Let
$$L(f(t)) = F(s)=N(s)/M(s)$$
be the Laplace Transform of a certain (exponential-bounded) function, $N(s)$ and $M(s)$ being minimal polynomials.
Is it true that the operator $M(D)$ always annihilates $f(t)$ (i.e., $M(D)f(t) = 0$, where $D=d/dt$)?
Does this fact generalize to some more general function types?
I'll illustrate this with several examples:
1) $f(t) = \sum_{k=0}^n c_k t^k, c_k$ are real parameters, $n$ is a natural number. In this case, $F(s)= pol_n(s)/s^{n+1}$, where $pol_n(s)$ is a polynomial in $s$ of degree $n$. $M(s)=s^{n+1}$, so $M(D)=D^{n+1}$, which clearly annihilates $f(t)$.

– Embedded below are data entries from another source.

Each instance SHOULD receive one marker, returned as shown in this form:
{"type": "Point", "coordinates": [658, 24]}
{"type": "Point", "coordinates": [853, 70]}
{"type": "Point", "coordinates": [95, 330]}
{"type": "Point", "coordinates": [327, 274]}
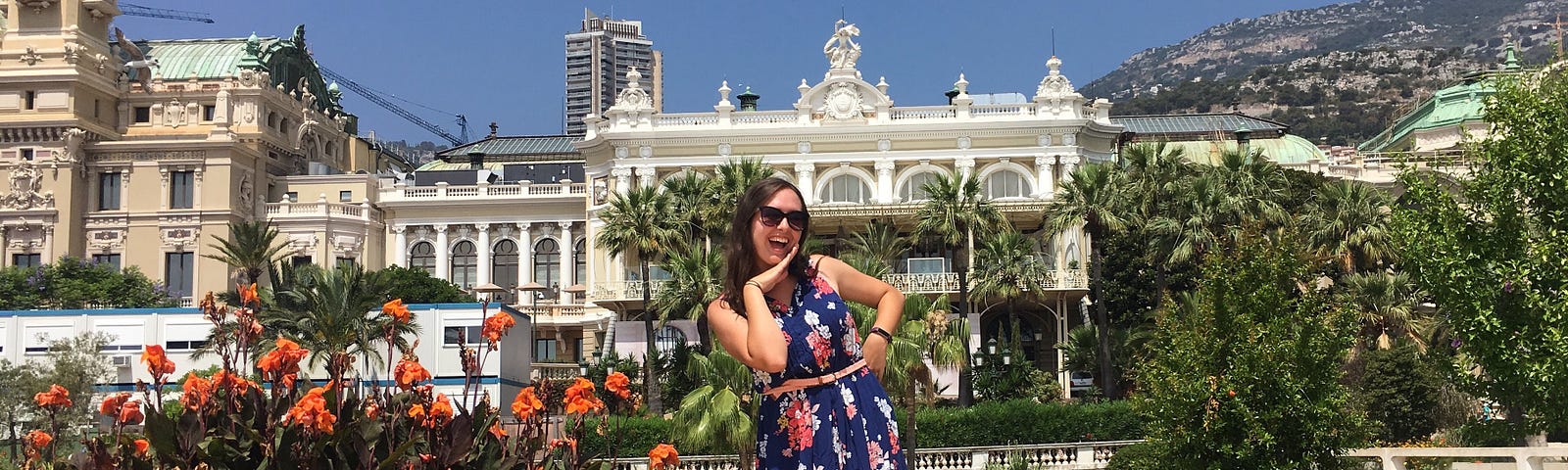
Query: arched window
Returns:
{"type": "Point", "coordinates": [1005, 184]}
{"type": "Point", "coordinates": [668, 337]}
{"type": "Point", "coordinates": [914, 188]}
{"type": "Point", "coordinates": [548, 265]}
{"type": "Point", "coordinates": [504, 266]}
{"type": "Point", "coordinates": [465, 265]}
{"type": "Point", "coordinates": [422, 258]}
{"type": "Point", "coordinates": [847, 188]}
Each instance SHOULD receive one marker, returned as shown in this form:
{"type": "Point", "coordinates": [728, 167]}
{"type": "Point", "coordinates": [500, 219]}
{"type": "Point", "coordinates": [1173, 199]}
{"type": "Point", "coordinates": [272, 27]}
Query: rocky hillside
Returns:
{"type": "Point", "coordinates": [1340, 72]}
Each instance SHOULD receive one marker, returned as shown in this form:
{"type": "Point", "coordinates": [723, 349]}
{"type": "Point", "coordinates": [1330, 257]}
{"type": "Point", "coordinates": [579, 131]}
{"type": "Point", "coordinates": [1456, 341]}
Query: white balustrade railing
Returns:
{"type": "Point", "coordinates": [483, 192]}
{"type": "Point", "coordinates": [1076, 454]}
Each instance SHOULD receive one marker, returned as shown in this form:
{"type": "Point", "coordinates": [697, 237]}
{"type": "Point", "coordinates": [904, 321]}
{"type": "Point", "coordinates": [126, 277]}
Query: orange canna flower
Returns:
{"type": "Point", "coordinates": [580, 399]}
{"type": "Point", "coordinates": [410, 373]}
{"type": "Point", "coordinates": [159, 364]}
{"type": "Point", "coordinates": [663, 456]}
{"type": "Point", "coordinates": [55, 399]}
{"type": "Point", "coordinates": [311, 412]}
{"type": "Point", "coordinates": [525, 404]}
{"type": "Point", "coordinates": [248, 295]}
{"type": "Point", "coordinates": [496, 326]}
{"type": "Point", "coordinates": [397, 310]}
{"type": "Point", "coordinates": [618, 384]}
{"type": "Point", "coordinates": [110, 406]}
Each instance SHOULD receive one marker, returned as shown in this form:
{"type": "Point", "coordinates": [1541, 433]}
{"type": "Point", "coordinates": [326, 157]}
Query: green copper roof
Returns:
{"type": "Point", "coordinates": [517, 146]}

2) $f(t) = e^{at}, a$ is a real parameter. In this case, $F(s)=1/(s-a)$. $M(s)=s-a$, so $M(D)=D-a$, which clearly annihilates $f(t)$.
3) $f(t) = c_1\sin(wt) + c_2\cos(wt)$, where $w, c_1$ and $c_2$ are real parameters. In this case, $F(s)= (c_1w + c_2s)/(s^2+w^2)$. $M(s)=s^2+w^2$, so $M(D)=D^2+w^2$, which clearly annihilates $f(t)$.
You could actually take advantage of several theorems about the Laplace Transform (e.g. Shift on the $s$-plane) to calculate the annihilator of more complex functions:
4) $f(t) = c_1e^{at}\sin(wt) + c_2e^{at}\cos(wt)$, where $a, w, c_1$ and $c_2$ are real parameters. In this case, $F(s)= (c_1w + c_2(s-a))/((s-a)^2+w^2)$. $M(s)=(s-a)^2+w^2$, so $M(D)=(D-a)^2+w^2$, which annihilates $f(t)$.
5) $f(t) = c_1t\sin(wt) + c_2t\cos(wt)$, where $w, c_1$ and $c_2$ are real parameters. In this case, $F(s)= (2c_1ws + c_2(s^2-w^2))/(s^2+w^2)^2$. $M(s)=(s^2+w^2)^2$, so $M(D)=(D^2+w^2)^2$, which annihilates $f(t)$.
6) $f(t) = c_1t^ne^{at}$, where $a, c_1$ are real parameters and $n$ is a natural number. In this case, $F(s)= c_1n!/(s-a)^{n+1}$. $M(s)=(s-a)^{n+1}$, so $M(D)=(D-a)^{n+1}$, which annihilates $f(t)$.
Finally, you could sum up some of the previous results to get the following:
7) $f(t) = (\sum_{k=0}^n c_k t^k)e^{at}\sin(wt) + (\sum_{k=0}^n d_k t^k)e^{at}\cos(wt)$, where $a, w, c_k$ and $d_k$ are real parameters. In this case, $M(D)=((D-a)^2+w^2)^{n+1}$, which annihilates $f(t)$.
What about $f(t)= \sqrt{t}$, for which $F(s)=\sqrt{\pi}/(2s^{3/2})$?
If $M(x) = \sum_{n=0}^m c_n x^n$ then $M(\frac{d}{dt}) f(t) = \sum_{n=0}^m c_n \frac{d^n}{dt^n} f(t)$ and $$\mathcal{L}[M(\frac{d}{dt}) f(t)](s) = \sum_{n=0}^m c_n \mathcal{L}[\frac{d^n}{dt^n} f(t)](s) = \sum_{n=0}^m c_n s^n F(s)=M(s) F(s)$$ If $M(s) F(s)=\sum_{k=0}^K a_k s^k$ is a polynomial then $$M(\frac{d}{dt}) f(t) =\mathcal{L}^{-1}[\sum_{k=0}^K a_k s^k](t) = \sum_{k=0}^K a_k \delta^{(k)}(t)$$ where $\delta^{(k)}(t)$ is the distributional derivative of the Dirac delta distribution and the $k+1$-th derivative of $ 1_{t > 0}$ or $-1_{t < 0}$ depending on the domain of convergence.
Thus $M(\frac{d}{dt}) f(t) = 0$ only for $t \ne 0$ and around $t= 0$ it is not function.
Does it generalize ? Well this is the convolution theorem for the Fourier/Laplace transform of distributions.